California’s mandatory vaccination law: here are the facts

California’s mandatory vaccination law: here are the facts

This new California law prevents parents from opting out of vaccination based on "personal beliefs," causing statewide outrage.

The California Senate passed SB 277 this week, a measure that would eliminate the “personal belief exemption” for childhood vaccination, according to Benchmark Reporter. Up until now, California parents had the option of not vaccinating their children based on “personal beliefs” about the risks and merits of certain vaccines.

As a result of the bill’s passage, children who aren’t vaccinated would not be allowed to attend daycares, preschools and public schools throughout the state. Many parents are outraged by the measure.

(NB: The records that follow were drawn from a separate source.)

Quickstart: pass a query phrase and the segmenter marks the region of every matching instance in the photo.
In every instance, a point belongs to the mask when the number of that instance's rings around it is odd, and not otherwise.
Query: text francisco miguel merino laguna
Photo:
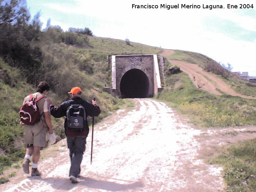
[[[232,4],[227,4],[226,7],[228,9],[238,8],[251,8],[253,9],[253,4],[239,4],[239,5]],[[170,9],[224,9],[225,8],[222,5],[205,5],[203,4],[201,6],[200,5],[187,4],[181,4],[180,5],[178,4],[176,5],[167,5],[167,4],[160,4],[158,5],[149,5],[148,4],[144,5],[136,5],[133,4],[132,4],[132,9],[166,9],[169,10]]]

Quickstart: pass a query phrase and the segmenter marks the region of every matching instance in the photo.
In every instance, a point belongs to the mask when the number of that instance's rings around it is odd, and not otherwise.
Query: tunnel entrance
[[[122,98],[148,97],[149,88],[148,78],[143,71],[137,69],[128,71],[120,82]]]

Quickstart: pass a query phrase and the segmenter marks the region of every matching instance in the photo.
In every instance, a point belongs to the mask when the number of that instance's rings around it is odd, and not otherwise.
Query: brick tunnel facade
[[[115,95],[123,98],[145,98],[154,96],[156,86],[157,92],[160,76],[158,80],[156,55],[112,55],[112,90]]]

The bill was introduced by State Senator Richard Pan of Sacramento after last year’s measles outbreak at Disneyland rekindled a heated debate on the merits of vaccination. The outbreak affected over 100 people, and vaccination is widely cited as the reason for the national decrease in measles cases over the last century.

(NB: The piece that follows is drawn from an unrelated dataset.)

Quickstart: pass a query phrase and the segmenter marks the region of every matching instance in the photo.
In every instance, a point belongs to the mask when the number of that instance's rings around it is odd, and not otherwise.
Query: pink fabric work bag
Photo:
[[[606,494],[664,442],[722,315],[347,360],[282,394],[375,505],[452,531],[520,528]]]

There is a growing camp of au-natural parents who believe that certain vaccinations can increase the occurrence of autism in children. As a result, a growing number of parents throughout the state, albeit particularly concentrated in the highly liberal southern region, have declined to have their children vaccinated at all. The problem with this trend is that there actually haven’t been any scientific studies that can prove a link between vaccinations and autism actually exists.

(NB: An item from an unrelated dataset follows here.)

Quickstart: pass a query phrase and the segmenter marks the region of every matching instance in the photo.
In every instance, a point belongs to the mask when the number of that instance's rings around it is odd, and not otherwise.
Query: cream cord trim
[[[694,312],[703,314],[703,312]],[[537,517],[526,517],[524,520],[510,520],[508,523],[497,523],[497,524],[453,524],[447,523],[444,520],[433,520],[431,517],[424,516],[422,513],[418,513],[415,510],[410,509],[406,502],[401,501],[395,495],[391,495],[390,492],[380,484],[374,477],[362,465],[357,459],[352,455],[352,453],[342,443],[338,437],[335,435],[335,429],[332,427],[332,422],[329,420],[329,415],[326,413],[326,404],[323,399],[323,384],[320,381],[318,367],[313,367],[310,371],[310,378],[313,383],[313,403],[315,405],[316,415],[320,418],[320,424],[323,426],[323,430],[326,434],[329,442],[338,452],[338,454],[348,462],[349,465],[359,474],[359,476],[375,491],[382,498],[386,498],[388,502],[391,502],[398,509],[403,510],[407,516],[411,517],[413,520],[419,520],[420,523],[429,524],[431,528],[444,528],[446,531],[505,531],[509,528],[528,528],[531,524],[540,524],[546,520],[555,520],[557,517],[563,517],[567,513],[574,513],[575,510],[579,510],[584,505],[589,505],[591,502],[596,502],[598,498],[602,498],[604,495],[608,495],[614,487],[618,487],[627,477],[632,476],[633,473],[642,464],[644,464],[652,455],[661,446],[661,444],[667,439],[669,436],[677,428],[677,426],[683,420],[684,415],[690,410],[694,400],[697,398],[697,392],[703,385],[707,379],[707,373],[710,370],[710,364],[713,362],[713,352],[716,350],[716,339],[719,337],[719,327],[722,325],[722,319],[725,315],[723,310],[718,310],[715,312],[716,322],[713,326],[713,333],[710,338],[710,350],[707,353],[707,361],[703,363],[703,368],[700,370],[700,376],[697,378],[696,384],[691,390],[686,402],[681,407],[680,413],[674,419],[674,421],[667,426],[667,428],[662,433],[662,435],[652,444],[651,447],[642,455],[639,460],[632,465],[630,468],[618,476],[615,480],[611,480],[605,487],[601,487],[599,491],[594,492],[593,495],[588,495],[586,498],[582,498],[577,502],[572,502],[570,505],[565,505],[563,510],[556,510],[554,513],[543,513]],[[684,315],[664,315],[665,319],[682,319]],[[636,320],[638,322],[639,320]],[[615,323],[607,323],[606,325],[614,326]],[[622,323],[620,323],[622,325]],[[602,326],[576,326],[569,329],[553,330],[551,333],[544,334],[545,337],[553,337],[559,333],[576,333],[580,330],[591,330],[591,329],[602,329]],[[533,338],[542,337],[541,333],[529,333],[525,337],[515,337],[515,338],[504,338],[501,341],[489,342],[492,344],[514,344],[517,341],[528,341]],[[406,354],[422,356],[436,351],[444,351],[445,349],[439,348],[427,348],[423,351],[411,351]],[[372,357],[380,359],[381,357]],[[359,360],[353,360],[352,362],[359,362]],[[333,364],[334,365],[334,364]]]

Some schools in California are already below the accepted safe rate of 92 percent vaccinations. As a school passes this critical benchmark, the student population suddenly faces a drastically increased risk of a widespread infection. The more people that are resistant to a disease, the more isolated cases of that disease will be. This makes infections easier to identify and treat.

Californians have taken what would normally be a scientific issue and turned it into a rights issue. Nobody wants the government to tell them exactly what to do, but when children unnecessarily are exposed to potentially deadly diseases, what was once considered common sense becomes required by law.